For the selected 12 uncertain parameters, comparatively small standard deviations between 2 and 10% of the calibrated values were assumed to cover the effect of other equally reasonable calibration configurations. Three steady state situations (mean discharge, mean flood discharge and 5–10-year flood discharge) were analyzed using the FOSM method. With the exception of the Elbe discharge, the impact of the uncertain parameters (roughness coefficients and the Elster discharge) was found to be negligible for all discharges. This result shows that the model is robust to small changes and can therefore be used for predictions.

In addition, instability at the model inlet was found for the mean flow discharge. This is a typical (side) effect of uncertainty quantification, which highlights the numerically weak regions of a model.

A more detailed analysis was carried out using the MC method for the mean flood discharge. This required 1000 simulation runs, which needed 30 times more computing time for one steady state situation than FOSM. The probability interval provided quantitative information about the reliability of the model results. According to the FOSM results, the small values of the prediction interval indicate that model predictions are reliable. Furthermore, the scatterplots and the standardized regression coefficients (SRC) show the relative importance and the existence of a linear relation between the uncertain parameters and the simulation results.

From the probability distribution of the output variables a comparison of the methods can be done. The assumption of a linear system behavior for the FOSM method could thus be confirmed.

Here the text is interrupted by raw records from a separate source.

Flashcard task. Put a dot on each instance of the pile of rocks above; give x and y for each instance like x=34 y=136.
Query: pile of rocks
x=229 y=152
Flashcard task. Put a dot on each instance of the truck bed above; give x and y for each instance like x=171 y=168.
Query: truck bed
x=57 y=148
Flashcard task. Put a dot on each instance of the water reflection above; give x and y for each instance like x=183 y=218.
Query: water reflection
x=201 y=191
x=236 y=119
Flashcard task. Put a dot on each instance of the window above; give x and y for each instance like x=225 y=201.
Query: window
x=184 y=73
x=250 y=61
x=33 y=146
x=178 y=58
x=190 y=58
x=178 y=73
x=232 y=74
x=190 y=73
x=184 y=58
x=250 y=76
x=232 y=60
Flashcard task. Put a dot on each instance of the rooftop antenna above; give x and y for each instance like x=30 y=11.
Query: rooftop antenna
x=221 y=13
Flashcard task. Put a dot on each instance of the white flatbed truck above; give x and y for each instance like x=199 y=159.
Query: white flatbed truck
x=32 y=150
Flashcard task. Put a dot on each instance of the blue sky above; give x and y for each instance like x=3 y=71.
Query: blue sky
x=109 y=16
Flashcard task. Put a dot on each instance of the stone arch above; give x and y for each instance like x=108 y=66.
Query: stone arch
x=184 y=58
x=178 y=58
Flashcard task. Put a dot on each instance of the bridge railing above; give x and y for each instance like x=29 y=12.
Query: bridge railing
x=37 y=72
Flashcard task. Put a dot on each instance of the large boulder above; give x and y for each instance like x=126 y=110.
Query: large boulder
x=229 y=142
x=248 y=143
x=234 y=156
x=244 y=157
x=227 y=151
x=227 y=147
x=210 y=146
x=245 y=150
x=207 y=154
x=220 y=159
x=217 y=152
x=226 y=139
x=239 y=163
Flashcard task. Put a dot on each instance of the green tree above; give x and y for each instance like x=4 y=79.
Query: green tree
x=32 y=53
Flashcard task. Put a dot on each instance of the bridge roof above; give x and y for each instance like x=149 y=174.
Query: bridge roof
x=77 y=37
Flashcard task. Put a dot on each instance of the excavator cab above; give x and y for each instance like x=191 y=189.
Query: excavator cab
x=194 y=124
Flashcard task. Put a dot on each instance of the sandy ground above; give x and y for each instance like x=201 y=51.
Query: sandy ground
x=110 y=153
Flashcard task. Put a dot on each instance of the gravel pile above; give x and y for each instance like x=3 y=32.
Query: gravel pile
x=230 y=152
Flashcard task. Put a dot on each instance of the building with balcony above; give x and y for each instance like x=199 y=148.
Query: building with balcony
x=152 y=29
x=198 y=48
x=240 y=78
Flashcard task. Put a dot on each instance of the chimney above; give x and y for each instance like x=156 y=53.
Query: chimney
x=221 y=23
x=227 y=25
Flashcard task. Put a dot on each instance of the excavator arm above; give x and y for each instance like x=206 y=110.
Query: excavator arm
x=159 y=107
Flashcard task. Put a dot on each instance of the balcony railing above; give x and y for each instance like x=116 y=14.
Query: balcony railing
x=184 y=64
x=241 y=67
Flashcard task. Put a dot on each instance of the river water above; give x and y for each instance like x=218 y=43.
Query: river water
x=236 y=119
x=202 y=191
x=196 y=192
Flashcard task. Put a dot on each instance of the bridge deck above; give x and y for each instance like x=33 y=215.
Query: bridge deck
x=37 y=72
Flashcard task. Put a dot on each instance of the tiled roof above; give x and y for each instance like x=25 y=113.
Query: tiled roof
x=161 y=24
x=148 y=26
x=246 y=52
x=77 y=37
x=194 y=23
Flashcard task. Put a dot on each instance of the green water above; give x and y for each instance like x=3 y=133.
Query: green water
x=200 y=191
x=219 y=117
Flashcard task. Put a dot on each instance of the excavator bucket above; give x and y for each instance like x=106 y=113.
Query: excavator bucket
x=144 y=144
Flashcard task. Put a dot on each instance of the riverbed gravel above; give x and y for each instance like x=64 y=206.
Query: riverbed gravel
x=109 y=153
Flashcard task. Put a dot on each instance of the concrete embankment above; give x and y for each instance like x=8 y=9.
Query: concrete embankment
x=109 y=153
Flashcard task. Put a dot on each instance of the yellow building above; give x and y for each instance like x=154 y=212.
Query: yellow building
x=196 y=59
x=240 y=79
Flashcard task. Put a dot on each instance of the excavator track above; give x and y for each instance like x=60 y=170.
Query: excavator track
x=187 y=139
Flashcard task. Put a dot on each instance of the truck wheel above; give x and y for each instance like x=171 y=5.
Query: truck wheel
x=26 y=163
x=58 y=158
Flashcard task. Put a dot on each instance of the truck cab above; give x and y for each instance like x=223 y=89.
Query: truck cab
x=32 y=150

In contrast to morphodynamic simulations, the analysis of steady state situation seems to be sufficient. The investigation of the temporal development of uncertainty is not necessarily needed as long as the objective of the study is not highly linked to flow development over time.

With the UnAnToPy tool it is very easy to set up an uncertainty analysis. In addition, the computing time required for the FOSM method for steady state scenarios should be negligible during calibration. Therefore, uncertainty quantification should be carried out as standard in order to enhance the reliability of the hydrodynamic modeling.